Field_stats_api deprecated?

Hi,

About a year ago, lots of people from Elastic were singing the praises of the field_stats_api, specifically how it can be used to figure out which indices to target a search on. Kibana still uses this mechanism in the background. I came to implement something similar myself yesterday, and found now that it has been deprecated and to use the field_capabilites API instead, although this doesn't (as far as I can tell), support that one feature of the field_stats_api that I wanted. It suggested in the documentation that aggregations can be used instead, but in my scenario, I have too many shards to search against. So I'm curious as to how Kibana is going to change in a future release to cope with the loss of the field_stats_api?

Here is the problem:
For a given index pattern 'daily_index-*' we have 30 days of indices. Lets assume that each index has 50 shards, which gives a total of 1500 shards. For a given time range, which could span multiple days, I want to know which indices contain data for that time range. The field_stats_api was able to tell you very quickly, which indices contained data spanning the time range in question (current Kibana implementation).

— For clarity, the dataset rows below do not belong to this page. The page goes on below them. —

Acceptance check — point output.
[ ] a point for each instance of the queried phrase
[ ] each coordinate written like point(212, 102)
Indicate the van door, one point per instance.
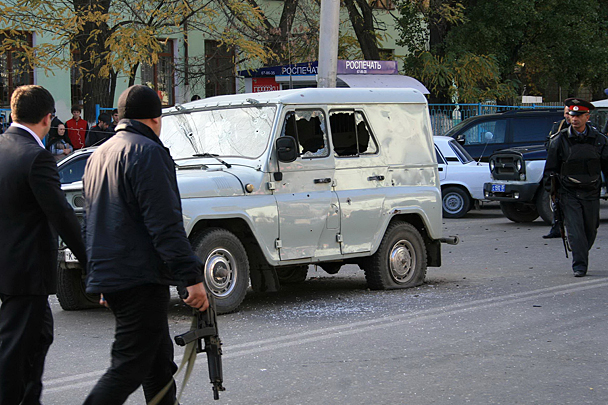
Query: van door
point(360, 179)
point(309, 215)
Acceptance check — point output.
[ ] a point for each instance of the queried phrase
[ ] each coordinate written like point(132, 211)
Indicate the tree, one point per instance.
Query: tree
point(113, 36)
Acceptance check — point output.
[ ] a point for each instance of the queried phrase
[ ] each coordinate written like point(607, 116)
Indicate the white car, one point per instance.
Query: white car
point(461, 177)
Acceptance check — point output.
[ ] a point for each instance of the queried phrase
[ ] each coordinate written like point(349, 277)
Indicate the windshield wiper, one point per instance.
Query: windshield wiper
point(213, 155)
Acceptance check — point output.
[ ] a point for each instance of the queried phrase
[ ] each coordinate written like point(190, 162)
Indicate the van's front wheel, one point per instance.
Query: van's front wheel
point(400, 261)
point(225, 267)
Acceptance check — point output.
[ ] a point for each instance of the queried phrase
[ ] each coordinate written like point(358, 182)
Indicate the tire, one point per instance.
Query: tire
point(519, 212)
point(400, 261)
point(543, 206)
point(225, 267)
point(456, 202)
point(292, 274)
point(71, 290)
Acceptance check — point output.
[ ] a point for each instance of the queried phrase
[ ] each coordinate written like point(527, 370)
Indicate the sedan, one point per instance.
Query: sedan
point(461, 177)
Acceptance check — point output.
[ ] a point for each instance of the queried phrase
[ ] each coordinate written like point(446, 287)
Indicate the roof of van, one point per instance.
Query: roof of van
point(310, 96)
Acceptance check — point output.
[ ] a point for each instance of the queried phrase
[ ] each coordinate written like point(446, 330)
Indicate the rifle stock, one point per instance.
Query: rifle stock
point(558, 214)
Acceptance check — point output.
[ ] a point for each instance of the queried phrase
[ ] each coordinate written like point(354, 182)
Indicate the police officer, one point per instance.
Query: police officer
point(578, 155)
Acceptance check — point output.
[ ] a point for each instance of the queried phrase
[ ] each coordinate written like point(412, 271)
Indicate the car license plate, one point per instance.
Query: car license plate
point(498, 188)
point(69, 257)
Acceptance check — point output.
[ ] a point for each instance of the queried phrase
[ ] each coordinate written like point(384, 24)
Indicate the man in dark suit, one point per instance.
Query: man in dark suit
point(33, 209)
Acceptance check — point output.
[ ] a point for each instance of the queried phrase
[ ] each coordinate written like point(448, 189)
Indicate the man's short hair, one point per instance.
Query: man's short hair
point(31, 103)
point(103, 117)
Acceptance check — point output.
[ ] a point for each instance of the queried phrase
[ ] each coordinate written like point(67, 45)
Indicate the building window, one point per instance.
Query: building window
point(219, 69)
point(14, 71)
point(161, 76)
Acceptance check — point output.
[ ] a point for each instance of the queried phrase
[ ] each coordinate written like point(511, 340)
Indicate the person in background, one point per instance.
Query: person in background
point(578, 155)
point(59, 144)
point(100, 132)
point(77, 128)
point(114, 120)
point(33, 210)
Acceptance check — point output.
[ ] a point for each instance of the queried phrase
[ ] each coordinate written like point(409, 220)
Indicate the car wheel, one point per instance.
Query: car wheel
point(225, 267)
point(519, 212)
point(543, 206)
point(400, 261)
point(292, 274)
point(456, 202)
point(71, 292)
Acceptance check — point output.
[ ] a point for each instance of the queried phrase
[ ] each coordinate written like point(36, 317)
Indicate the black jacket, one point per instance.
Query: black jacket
point(32, 208)
point(558, 152)
point(134, 232)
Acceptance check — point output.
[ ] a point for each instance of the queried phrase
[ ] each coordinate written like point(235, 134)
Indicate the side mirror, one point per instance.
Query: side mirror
point(286, 149)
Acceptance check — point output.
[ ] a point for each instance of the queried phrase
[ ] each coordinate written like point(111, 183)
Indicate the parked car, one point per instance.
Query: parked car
point(483, 135)
point(273, 182)
point(462, 178)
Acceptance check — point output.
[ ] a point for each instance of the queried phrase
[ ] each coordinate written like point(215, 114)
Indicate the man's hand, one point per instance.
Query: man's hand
point(197, 297)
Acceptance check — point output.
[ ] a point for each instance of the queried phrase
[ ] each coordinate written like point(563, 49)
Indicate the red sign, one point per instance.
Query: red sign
point(260, 84)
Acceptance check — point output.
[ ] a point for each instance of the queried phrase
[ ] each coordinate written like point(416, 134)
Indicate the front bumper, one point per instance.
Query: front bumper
point(513, 191)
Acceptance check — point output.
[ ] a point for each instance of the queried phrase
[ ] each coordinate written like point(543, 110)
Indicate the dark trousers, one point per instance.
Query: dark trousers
point(26, 333)
point(582, 218)
point(142, 353)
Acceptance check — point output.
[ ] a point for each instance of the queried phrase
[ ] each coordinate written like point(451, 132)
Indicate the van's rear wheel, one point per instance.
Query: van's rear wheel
point(225, 267)
point(71, 292)
point(400, 261)
point(519, 212)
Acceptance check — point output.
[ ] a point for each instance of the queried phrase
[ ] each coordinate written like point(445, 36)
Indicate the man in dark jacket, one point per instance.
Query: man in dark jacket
point(32, 208)
point(578, 155)
point(100, 132)
point(137, 245)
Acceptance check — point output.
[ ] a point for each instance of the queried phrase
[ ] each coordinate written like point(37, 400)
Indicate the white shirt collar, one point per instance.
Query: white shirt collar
point(14, 124)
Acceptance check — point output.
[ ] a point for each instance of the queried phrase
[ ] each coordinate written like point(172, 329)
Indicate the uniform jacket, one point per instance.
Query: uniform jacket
point(77, 132)
point(134, 231)
point(558, 151)
point(32, 208)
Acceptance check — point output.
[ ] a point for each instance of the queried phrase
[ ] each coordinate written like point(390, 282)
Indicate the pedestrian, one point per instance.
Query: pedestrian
point(77, 128)
point(59, 144)
point(100, 132)
point(137, 244)
point(33, 209)
point(114, 120)
point(557, 126)
point(578, 155)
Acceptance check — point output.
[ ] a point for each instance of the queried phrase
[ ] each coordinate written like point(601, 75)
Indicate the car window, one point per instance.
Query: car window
point(531, 129)
point(493, 131)
point(461, 152)
point(309, 129)
point(350, 134)
point(73, 170)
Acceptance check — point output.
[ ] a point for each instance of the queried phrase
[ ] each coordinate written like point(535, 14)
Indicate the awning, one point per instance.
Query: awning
point(383, 81)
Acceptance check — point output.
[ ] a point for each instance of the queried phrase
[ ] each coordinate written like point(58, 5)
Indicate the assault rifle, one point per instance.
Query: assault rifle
point(204, 329)
point(558, 214)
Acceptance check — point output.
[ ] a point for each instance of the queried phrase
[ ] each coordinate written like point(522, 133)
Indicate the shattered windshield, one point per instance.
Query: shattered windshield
point(237, 132)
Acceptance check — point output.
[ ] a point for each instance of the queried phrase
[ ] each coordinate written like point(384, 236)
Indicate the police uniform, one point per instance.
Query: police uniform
point(579, 160)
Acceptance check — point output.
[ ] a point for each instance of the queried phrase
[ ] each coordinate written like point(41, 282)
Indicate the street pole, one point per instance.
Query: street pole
point(329, 25)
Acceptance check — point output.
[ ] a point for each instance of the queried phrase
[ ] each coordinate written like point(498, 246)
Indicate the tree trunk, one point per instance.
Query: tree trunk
point(96, 89)
point(362, 18)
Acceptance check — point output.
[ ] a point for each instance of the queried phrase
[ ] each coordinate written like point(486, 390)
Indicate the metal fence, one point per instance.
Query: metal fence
point(446, 116)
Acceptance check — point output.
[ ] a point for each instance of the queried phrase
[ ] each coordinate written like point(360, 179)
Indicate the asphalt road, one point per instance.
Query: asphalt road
point(503, 321)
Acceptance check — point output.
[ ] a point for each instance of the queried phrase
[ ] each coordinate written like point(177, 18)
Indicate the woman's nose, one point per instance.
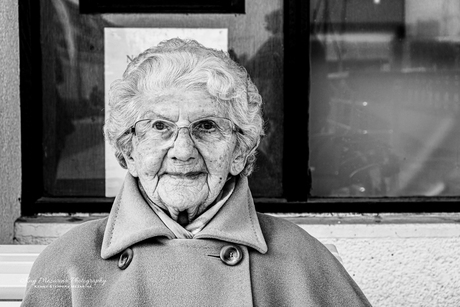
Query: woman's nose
point(183, 147)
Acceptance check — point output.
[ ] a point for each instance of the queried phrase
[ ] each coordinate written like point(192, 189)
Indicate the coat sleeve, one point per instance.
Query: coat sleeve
point(48, 283)
point(298, 270)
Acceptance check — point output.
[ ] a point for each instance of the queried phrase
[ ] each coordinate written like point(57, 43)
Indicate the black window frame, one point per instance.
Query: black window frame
point(296, 175)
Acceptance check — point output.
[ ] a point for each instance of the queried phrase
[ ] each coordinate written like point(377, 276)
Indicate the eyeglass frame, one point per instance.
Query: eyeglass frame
point(132, 129)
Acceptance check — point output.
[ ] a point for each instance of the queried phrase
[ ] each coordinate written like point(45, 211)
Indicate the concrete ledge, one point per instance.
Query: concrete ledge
point(406, 260)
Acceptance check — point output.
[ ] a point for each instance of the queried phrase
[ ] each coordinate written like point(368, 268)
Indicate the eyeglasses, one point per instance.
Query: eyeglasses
point(204, 130)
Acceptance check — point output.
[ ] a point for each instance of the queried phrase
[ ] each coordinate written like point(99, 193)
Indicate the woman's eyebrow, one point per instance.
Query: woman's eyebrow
point(153, 115)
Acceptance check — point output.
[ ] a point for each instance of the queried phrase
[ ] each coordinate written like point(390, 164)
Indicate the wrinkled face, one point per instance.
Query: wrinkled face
point(182, 174)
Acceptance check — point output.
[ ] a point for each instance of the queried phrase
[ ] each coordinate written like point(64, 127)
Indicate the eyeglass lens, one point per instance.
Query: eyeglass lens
point(206, 130)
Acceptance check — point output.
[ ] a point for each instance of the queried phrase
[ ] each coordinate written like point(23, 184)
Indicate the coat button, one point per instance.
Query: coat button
point(125, 258)
point(231, 254)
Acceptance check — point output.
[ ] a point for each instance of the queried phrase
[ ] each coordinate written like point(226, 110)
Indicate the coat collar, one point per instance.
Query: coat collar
point(131, 220)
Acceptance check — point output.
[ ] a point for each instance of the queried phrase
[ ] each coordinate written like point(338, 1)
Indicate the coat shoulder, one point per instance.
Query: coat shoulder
point(277, 231)
point(84, 240)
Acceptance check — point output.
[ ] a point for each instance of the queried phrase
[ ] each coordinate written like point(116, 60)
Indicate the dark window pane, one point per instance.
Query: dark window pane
point(385, 98)
point(73, 87)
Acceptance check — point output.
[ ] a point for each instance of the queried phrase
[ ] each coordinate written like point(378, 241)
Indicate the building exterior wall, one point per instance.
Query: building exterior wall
point(10, 128)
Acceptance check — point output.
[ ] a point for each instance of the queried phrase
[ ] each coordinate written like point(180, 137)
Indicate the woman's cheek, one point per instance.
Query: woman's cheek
point(150, 161)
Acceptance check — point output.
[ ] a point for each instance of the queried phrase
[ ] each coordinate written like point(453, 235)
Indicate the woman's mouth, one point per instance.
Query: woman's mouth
point(185, 175)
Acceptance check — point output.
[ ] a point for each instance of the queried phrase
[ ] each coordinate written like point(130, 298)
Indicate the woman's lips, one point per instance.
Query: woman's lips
point(188, 175)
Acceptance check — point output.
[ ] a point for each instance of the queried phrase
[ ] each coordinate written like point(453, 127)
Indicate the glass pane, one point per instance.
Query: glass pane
point(72, 47)
point(384, 98)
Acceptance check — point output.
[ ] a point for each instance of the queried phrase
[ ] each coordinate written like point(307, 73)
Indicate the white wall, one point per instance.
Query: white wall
point(409, 264)
point(10, 128)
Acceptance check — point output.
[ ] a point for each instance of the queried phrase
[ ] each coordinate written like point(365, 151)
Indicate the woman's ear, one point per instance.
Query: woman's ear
point(238, 163)
point(131, 164)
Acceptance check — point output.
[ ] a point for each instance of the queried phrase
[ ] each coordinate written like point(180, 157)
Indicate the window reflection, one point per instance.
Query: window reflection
point(384, 97)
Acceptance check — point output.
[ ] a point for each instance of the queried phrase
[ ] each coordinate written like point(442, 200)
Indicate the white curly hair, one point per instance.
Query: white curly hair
point(185, 65)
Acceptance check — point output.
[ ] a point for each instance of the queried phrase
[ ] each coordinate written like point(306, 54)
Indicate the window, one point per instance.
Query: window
point(384, 99)
point(64, 69)
point(361, 99)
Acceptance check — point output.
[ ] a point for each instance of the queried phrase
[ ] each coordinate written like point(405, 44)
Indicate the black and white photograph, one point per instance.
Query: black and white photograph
point(230, 153)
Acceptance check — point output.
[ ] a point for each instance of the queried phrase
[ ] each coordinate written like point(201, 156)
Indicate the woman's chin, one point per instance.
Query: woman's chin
point(182, 194)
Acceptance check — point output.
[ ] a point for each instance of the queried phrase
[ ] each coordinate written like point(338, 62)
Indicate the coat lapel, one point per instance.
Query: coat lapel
point(131, 220)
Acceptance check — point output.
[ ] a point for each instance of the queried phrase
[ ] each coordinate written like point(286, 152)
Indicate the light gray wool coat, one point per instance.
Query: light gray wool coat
point(281, 264)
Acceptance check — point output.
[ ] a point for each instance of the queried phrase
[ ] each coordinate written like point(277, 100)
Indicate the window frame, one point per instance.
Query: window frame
point(296, 175)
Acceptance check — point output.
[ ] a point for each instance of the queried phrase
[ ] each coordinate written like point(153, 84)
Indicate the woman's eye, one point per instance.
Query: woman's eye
point(206, 125)
point(158, 125)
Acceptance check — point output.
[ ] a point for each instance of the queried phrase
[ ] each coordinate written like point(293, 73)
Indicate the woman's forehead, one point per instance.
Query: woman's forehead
point(177, 105)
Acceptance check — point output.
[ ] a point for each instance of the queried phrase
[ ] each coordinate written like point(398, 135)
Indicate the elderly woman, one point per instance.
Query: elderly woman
point(185, 121)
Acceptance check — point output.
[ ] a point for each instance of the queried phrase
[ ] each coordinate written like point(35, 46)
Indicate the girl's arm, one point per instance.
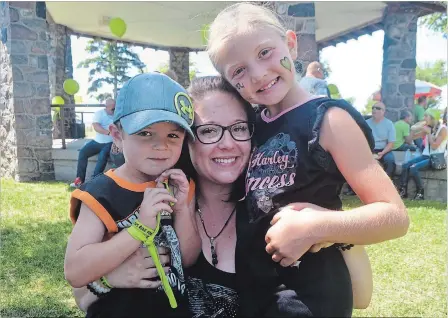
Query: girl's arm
point(435, 142)
point(383, 217)
point(358, 265)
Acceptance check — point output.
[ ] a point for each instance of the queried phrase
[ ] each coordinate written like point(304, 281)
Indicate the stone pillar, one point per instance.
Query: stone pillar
point(399, 49)
point(300, 17)
point(25, 131)
point(60, 67)
point(180, 64)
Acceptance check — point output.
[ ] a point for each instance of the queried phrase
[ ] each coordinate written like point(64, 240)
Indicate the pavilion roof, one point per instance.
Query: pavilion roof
point(175, 24)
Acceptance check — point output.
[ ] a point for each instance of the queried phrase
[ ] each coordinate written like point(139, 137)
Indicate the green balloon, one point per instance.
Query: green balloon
point(333, 89)
point(71, 86)
point(57, 100)
point(117, 26)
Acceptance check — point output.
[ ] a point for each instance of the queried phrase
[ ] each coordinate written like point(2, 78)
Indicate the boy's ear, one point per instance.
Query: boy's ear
point(117, 135)
point(291, 41)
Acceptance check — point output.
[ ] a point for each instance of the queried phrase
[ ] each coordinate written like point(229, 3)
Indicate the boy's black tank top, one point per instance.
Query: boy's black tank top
point(117, 202)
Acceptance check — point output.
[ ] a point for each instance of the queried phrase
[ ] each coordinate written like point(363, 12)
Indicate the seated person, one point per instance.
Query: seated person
point(384, 134)
point(419, 121)
point(101, 144)
point(403, 136)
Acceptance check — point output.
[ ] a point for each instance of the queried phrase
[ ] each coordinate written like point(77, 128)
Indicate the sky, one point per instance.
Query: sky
point(355, 66)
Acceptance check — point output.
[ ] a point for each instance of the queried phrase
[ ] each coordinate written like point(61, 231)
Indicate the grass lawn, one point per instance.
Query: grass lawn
point(409, 273)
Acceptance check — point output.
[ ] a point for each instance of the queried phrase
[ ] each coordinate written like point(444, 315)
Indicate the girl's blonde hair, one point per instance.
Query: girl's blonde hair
point(239, 18)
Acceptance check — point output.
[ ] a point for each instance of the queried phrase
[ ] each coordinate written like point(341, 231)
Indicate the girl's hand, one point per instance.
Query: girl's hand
point(294, 231)
point(179, 186)
point(427, 130)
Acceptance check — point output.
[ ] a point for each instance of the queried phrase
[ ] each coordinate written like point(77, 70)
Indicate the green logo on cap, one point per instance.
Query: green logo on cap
point(184, 107)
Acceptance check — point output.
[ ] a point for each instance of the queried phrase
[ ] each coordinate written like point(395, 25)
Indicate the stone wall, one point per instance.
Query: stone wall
point(26, 139)
point(399, 49)
point(8, 147)
point(180, 64)
point(300, 17)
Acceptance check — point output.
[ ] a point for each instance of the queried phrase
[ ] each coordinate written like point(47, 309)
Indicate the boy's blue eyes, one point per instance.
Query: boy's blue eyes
point(149, 134)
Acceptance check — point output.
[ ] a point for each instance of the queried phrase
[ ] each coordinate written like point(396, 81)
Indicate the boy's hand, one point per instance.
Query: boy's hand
point(154, 201)
point(317, 247)
point(179, 186)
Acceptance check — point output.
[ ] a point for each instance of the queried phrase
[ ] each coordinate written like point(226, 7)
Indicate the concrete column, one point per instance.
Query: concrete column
point(180, 64)
point(25, 130)
point(399, 51)
point(60, 67)
point(300, 17)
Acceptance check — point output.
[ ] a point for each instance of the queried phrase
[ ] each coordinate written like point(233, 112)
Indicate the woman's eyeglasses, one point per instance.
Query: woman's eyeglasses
point(212, 133)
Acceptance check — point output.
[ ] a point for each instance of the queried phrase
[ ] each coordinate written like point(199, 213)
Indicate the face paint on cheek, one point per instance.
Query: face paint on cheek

An aggregated search against the timestamp will fail (unless I change some limits set in Elasticsearch), as it is hitting more that 1000 shards. The field capabilities API doesn't seem to have the same function. So apart from manually figuring out the index names, how can I get ES to efficiently tell me which indices contain the data I need to search against? I'm sure the clever people writing ES and Kibana, have got a new way to efficiently do this and I'm keen to learn how.

Thanks in advance.

We'll be making changes to cater for it.

That (soft) limit was removed in 5.4 :slight_smile:

That I don't know, but I will ask around

@warkolm
Hi, I raised the question as a support ticket, this is the reply I got:

field_stats is deprecated and the replacement is to use a new endpoint called field_caps. Although field_stats was added to solve your problem but in the meantime we improved the handling of range query a lot.
A shard can now very quickly assess if a range query have hits or not and can also cache the result of a range query depending on the min/max values on the shard. For these reasons you should not try to detect which index contain data for the time range but rather let ES do the job. You can just send your query to all indices and the different optimizations for ranges will apply automatically. Kibana is also moving away for field_stats and will also rely on the range optims.
Bottom line is that ES should do a good job with ranges and you should not have to filter the indices on your side.

1 Like

This topic was automatically closed 28 days after the last reply. New replies are no longer allowed.

Also see "Search Scalability" from the release post of Elasticsearch 5.6.0.

As of 5.6.0, searches hitting >= 128 shards are subject to a light pre-filtering phase. Additionally, searches can only run on <max_concurrent_shard_requests || 256> shards concurrently, to help prevent overload.